Thursday, April 26, 2007

Killing Pablo & The Grand Complication

I recently finished Killing Pablo by Mark Bowden. It was lent to me by a friend and was a really good book. I didn't know a thing about Pablo Escobar before reading this book so everything was new to me. It really is a different world in Columbia and it's hard to even imagine how common kidnappings and murders must have been at that time. It doesn't seem like it's that bad now, but maybe we just don't hear about it. I was interested to read how much control Pablo had over everything, including the jail he had built for himself and his friends! The leve of corruption was horrible. It was also amazing to read about the resources that went into the manhunt. All of the different police and military acronyms got a little confusing, but that shows the extent of the manhunt. Mark Bowden also wrote Black Hawk Down which was made into a movie of the same name. The incident in Black Hawk Down actually took place at a similar time and is mentioned in Killing Pablo.

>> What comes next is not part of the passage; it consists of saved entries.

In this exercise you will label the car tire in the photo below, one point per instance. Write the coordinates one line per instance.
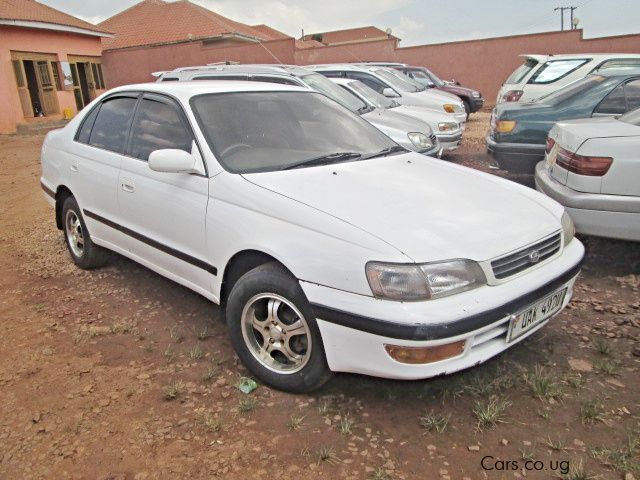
(84, 253)
(262, 305)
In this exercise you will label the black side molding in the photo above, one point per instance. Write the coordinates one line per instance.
(153, 243)
(48, 191)
(442, 330)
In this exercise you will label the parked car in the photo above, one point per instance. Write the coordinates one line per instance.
(472, 99)
(384, 81)
(541, 75)
(409, 132)
(518, 133)
(447, 129)
(330, 247)
(592, 167)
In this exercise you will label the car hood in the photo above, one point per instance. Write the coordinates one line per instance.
(428, 209)
(573, 133)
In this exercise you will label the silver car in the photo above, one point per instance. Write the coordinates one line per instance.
(411, 133)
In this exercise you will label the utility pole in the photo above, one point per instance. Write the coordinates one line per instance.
(562, 9)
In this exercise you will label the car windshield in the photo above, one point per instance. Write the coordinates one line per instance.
(266, 131)
(396, 82)
(576, 88)
(371, 96)
(322, 84)
(632, 117)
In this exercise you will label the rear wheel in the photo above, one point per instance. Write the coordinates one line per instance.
(273, 330)
(84, 252)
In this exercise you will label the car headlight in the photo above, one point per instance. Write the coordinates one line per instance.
(420, 140)
(447, 126)
(413, 282)
(568, 228)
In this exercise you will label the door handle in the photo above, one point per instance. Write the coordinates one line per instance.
(128, 187)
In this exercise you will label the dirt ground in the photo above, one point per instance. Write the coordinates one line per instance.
(121, 374)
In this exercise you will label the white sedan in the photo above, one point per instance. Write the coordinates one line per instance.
(592, 167)
(330, 247)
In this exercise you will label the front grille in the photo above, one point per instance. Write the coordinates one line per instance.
(522, 259)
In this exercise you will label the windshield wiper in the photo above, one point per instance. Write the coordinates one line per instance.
(386, 151)
(324, 160)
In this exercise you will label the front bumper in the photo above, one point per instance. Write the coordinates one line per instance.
(355, 328)
(601, 215)
(515, 157)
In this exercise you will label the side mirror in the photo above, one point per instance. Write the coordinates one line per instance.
(171, 160)
(389, 92)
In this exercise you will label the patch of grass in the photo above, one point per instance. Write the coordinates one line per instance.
(434, 422)
(196, 353)
(605, 365)
(379, 474)
(210, 375)
(211, 423)
(247, 404)
(577, 472)
(625, 458)
(345, 425)
(490, 413)
(602, 346)
(176, 334)
(542, 384)
(295, 422)
(173, 390)
(591, 411)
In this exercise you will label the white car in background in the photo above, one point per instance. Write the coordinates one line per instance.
(389, 83)
(330, 247)
(592, 167)
(444, 125)
(541, 75)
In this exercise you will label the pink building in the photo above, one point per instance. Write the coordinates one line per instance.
(50, 63)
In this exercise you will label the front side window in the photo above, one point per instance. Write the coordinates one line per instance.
(111, 126)
(554, 70)
(265, 131)
(158, 125)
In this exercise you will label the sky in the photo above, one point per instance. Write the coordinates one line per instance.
(414, 21)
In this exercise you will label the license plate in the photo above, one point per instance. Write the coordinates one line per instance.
(535, 314)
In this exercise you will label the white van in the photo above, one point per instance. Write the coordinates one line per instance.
(540, 75)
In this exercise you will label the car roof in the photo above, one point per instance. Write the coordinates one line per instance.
(187, 89)
(290, 70)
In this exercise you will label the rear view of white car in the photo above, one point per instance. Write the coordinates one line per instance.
(592, 167)
(541, 75)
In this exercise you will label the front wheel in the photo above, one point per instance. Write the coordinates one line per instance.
(274, 332)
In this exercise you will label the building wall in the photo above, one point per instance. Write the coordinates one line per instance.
(36, 41)
(135, 65)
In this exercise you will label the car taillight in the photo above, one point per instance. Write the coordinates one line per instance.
(550, 143)
(513, 95)
(583, 165)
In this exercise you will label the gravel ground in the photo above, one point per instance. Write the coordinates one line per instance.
(121, 374)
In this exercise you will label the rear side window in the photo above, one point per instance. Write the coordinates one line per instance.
(554, 70)
(158, 125)
(111, 126)
(522, 71)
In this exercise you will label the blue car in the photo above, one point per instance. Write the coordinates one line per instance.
(518, 134)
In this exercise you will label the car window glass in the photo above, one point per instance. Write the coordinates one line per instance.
(556, 69)
(158, 125)
(519, 73)
(112, 124)
(87, 124)
(632, 93)
(615, 103)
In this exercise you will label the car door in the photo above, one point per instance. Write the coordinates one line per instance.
(164, 213)
(97, 152)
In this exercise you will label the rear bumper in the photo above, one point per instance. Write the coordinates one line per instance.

I also read The Grand Complication by Alan Kurzweil recently. Several people in the Librarians who LibraryThing group posted that this was their favorite Library/Librarian book. I can't think of what mine would be, but it probably won't be this one. I thought it was okay. Maybe I had high expectations because of what other people had written about it.

I also have checked out:

Room for Improvement, Stacey Ballis - This is just sitting on my shelf. I probably won't read it.

A Long Way Gone: Memoirs of a Boy Soldier, Ishmael Beah - This is our next book club book. It looks really good. It's the memoir of a boy soldier (ha!) from Africa. He now lives in the US and is attending school.

Secret Society Girl: an Ivy League Novel, Diana Peterfreund - I just checked this out. I think it's about a woman who is invited to join a secret society at Yale, or maybe another Ivy League school.

Suite Francaise, Irene Nemirovsky - I've heard really good things about this book. It's about a Jewish woman in Paris in the 1940s. While not autobiographical, there are many similarities between the author and her character's lives. The author was sent to Auschwitz where she died a month later. Her daughters took her incomplete novel with her and it was published 60+ years later.